Не такой уж и незаметной, как выяснилось только что.
Николай Иванович обратил взгляд к небу, которое на удивление стало освобождаться от облаков, и вот уже на нем появились первые звезды. «Чертить пальцем по эклиптике» - улыбнулся про себя Николай Иванович. «Впрочем, мне пора».
********************
Через шесть часов, посреди бескрайней казахской степи, загорелась ранняя, невыносимо яркая заря. Освещенная вспышкой огня в тысячу солнц, ракета медленно и тяжело оторвалась от стартового стола, низвергая потоки раскаленного газа в бетонную чашу-пропасть, поднялась, постепенно и мерно разгоняясь, в осветившееся ею же небо, исчезая в нем яркой кометой.

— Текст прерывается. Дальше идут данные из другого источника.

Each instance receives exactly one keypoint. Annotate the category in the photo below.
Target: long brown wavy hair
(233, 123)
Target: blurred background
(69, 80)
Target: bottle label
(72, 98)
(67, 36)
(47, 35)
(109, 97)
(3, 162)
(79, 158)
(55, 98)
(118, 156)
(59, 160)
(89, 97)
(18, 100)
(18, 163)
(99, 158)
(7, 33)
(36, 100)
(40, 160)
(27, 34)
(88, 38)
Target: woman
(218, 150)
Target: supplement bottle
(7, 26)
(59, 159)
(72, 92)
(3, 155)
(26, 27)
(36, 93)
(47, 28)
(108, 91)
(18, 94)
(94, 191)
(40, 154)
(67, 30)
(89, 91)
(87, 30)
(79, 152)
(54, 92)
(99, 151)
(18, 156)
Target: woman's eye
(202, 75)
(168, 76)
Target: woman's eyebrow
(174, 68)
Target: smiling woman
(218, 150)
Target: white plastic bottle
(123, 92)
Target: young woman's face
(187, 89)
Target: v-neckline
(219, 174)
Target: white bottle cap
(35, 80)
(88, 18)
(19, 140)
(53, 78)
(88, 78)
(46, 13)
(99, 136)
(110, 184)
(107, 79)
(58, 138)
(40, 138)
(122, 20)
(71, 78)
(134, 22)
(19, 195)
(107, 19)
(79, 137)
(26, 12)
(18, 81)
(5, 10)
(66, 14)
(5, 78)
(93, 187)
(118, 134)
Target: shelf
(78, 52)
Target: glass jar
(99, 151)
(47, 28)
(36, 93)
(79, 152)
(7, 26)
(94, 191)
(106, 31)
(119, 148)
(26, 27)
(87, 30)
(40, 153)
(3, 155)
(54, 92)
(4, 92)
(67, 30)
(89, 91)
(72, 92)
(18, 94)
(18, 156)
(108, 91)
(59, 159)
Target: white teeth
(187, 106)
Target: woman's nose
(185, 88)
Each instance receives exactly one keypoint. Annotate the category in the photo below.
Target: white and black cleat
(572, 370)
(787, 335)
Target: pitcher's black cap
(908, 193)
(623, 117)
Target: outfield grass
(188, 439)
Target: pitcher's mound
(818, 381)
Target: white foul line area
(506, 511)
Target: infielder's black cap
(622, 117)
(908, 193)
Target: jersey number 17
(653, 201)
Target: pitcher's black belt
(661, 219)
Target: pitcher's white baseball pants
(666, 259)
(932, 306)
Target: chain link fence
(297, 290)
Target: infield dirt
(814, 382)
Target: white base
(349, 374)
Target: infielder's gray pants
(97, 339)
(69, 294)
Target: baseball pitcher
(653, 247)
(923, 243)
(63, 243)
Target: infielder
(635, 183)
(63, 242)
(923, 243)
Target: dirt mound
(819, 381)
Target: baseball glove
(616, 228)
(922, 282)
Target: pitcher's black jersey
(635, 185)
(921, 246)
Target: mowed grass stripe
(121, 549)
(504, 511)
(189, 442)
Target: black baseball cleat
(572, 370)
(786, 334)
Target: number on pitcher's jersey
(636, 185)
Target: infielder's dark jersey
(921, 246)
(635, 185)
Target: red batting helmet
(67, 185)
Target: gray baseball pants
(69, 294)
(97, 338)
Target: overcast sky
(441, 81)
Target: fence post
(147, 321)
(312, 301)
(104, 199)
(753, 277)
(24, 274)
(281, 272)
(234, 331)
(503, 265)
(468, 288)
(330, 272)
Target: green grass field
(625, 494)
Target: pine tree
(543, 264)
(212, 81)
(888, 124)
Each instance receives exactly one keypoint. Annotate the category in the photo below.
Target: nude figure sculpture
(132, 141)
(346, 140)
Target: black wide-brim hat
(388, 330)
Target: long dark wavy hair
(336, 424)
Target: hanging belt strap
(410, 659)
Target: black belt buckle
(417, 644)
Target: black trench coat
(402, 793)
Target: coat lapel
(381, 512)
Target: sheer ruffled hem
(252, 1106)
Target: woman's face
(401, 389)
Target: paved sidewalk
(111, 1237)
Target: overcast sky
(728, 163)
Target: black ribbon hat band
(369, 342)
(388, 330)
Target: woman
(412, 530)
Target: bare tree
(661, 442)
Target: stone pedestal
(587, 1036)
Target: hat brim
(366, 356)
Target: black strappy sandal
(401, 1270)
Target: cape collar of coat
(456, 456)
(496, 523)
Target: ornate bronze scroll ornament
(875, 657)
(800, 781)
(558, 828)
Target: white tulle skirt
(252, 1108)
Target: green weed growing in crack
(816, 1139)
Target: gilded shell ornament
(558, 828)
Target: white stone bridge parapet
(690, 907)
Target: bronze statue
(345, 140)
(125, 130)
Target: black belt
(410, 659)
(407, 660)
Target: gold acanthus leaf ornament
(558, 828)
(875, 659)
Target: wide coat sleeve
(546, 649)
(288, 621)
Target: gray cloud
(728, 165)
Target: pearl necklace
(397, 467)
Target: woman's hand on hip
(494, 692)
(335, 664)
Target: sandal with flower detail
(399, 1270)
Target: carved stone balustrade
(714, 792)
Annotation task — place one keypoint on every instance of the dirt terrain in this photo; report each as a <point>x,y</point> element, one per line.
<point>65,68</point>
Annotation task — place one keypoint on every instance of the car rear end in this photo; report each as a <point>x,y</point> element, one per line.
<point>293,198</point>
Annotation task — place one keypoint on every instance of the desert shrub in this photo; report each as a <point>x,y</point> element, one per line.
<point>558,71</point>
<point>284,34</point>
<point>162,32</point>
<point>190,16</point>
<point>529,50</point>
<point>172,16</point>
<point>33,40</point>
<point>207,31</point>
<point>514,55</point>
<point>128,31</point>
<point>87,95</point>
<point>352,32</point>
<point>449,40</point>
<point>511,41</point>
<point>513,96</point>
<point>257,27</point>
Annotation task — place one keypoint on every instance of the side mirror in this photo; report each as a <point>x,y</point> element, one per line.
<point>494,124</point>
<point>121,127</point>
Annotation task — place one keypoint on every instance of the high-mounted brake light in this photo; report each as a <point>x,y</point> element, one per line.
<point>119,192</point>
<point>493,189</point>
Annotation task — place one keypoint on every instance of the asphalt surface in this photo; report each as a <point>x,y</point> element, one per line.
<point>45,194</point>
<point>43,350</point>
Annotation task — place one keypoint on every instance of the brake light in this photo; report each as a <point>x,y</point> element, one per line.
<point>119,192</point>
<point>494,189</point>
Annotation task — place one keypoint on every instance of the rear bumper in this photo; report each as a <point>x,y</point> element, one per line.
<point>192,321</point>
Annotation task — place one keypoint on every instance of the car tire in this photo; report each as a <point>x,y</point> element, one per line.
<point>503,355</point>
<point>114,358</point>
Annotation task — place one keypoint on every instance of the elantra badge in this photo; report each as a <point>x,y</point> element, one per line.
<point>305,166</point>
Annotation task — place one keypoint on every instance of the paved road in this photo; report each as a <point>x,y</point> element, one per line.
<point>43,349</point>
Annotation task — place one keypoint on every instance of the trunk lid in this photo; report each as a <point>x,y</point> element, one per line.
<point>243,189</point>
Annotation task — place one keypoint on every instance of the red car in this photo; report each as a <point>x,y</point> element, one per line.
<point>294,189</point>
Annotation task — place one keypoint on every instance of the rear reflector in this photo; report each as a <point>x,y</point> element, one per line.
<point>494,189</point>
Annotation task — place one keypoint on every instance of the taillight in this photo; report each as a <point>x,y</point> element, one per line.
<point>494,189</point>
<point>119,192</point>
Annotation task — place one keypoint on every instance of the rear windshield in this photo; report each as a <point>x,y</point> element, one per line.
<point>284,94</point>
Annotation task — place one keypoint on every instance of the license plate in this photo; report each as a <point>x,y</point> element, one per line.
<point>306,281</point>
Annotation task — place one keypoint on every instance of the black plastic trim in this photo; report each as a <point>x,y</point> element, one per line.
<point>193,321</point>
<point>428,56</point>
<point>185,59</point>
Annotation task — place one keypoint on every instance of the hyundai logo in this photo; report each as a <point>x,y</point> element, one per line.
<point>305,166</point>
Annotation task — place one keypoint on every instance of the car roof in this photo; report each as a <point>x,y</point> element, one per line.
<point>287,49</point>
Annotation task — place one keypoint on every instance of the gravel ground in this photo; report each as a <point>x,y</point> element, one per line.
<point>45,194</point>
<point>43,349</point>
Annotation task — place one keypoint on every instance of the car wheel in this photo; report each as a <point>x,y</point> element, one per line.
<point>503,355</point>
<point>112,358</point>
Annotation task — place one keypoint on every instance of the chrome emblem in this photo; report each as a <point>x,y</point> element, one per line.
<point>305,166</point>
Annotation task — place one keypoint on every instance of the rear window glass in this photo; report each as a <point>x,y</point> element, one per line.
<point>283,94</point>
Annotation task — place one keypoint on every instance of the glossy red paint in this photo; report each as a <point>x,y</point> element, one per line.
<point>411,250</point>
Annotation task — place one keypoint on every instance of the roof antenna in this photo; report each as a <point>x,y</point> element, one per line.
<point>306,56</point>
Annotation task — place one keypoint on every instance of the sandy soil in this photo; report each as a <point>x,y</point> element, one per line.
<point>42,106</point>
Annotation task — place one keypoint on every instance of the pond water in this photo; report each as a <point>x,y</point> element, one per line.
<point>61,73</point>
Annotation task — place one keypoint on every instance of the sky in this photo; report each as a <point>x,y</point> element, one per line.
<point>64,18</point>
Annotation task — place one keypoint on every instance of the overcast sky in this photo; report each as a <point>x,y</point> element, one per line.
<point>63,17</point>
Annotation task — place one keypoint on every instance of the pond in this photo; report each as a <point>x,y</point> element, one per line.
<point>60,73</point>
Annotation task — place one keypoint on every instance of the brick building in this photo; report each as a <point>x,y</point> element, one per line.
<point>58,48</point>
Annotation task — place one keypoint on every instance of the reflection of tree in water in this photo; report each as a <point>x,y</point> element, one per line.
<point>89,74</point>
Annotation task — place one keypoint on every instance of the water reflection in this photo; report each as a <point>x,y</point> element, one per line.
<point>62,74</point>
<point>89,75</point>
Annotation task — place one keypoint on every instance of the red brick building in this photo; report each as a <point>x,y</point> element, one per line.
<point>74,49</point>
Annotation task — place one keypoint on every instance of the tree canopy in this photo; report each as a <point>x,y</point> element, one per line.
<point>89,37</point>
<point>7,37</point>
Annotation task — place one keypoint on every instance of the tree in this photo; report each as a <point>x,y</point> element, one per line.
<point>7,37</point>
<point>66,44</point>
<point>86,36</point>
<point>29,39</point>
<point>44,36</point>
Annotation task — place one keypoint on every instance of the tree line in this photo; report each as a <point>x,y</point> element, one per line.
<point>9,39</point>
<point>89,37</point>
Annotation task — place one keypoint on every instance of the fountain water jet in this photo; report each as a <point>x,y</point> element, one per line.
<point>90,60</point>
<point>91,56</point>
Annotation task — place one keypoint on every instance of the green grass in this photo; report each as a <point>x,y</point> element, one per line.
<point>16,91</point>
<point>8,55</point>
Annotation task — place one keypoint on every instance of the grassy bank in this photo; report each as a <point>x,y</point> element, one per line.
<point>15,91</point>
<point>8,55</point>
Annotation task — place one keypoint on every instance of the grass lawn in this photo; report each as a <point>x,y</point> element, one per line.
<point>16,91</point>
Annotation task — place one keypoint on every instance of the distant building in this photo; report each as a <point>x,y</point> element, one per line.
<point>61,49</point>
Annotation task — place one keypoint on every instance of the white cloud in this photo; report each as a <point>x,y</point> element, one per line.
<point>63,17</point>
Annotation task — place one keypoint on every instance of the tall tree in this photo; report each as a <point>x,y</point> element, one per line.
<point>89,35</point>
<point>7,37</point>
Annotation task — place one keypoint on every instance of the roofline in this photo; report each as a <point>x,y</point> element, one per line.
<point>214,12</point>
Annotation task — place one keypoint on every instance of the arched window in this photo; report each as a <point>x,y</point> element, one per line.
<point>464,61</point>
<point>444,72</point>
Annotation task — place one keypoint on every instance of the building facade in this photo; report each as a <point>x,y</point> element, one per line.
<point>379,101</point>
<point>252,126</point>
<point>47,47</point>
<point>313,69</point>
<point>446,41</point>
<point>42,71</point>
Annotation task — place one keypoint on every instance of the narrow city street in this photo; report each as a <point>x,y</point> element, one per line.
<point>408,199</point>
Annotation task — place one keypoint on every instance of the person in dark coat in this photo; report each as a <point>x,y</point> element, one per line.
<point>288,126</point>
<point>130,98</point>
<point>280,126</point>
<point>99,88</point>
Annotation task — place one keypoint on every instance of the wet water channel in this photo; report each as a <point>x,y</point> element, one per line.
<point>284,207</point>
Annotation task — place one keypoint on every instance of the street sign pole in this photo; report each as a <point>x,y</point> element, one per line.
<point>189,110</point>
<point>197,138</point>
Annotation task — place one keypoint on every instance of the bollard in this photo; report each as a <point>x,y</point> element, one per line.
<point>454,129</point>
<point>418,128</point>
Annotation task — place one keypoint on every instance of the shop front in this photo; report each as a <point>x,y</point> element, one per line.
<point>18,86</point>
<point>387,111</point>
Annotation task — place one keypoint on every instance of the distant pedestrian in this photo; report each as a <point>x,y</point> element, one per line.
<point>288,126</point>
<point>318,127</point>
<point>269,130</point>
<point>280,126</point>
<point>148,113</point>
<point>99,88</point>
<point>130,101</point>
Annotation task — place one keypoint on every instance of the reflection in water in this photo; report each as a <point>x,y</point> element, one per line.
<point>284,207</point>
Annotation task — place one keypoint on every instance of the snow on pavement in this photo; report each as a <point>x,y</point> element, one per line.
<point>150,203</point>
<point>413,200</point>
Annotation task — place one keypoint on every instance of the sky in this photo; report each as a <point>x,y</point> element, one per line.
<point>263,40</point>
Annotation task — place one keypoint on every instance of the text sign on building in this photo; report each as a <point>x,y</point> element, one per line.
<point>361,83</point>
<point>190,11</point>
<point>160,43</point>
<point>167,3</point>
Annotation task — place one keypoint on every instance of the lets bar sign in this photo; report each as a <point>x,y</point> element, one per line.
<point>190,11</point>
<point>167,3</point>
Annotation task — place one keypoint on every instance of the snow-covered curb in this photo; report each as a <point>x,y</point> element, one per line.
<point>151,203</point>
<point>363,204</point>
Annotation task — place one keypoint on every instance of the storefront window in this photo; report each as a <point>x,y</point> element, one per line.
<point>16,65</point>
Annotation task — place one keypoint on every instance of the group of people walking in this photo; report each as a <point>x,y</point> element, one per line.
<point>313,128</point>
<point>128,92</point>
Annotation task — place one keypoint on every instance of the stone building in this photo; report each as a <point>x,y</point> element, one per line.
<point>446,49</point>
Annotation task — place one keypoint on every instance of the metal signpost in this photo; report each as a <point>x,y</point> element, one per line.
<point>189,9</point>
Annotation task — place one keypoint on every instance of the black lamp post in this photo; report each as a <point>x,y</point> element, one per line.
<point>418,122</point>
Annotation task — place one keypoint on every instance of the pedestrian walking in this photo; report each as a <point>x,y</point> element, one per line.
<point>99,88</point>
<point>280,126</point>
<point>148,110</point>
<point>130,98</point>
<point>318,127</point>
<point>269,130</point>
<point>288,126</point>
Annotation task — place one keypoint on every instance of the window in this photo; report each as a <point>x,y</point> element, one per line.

Никто, ничто, никаким прибором не смогли бы в ревущем океане пламени увидеть в эти секунды мчавшуюся рядом с ракетой человеческую фигуру, будто обнявшую ракету, оберегая, удерживая на лету ее многотонное тело, не давая отклониться от траектории ни на йоту.
Четверо незримых - Крестьянин, Рабочий, Дворянка, Мещанин – махали Николаю Ивановичу Кибальчичу руками, провожая его, и приветствуя вечным салютом.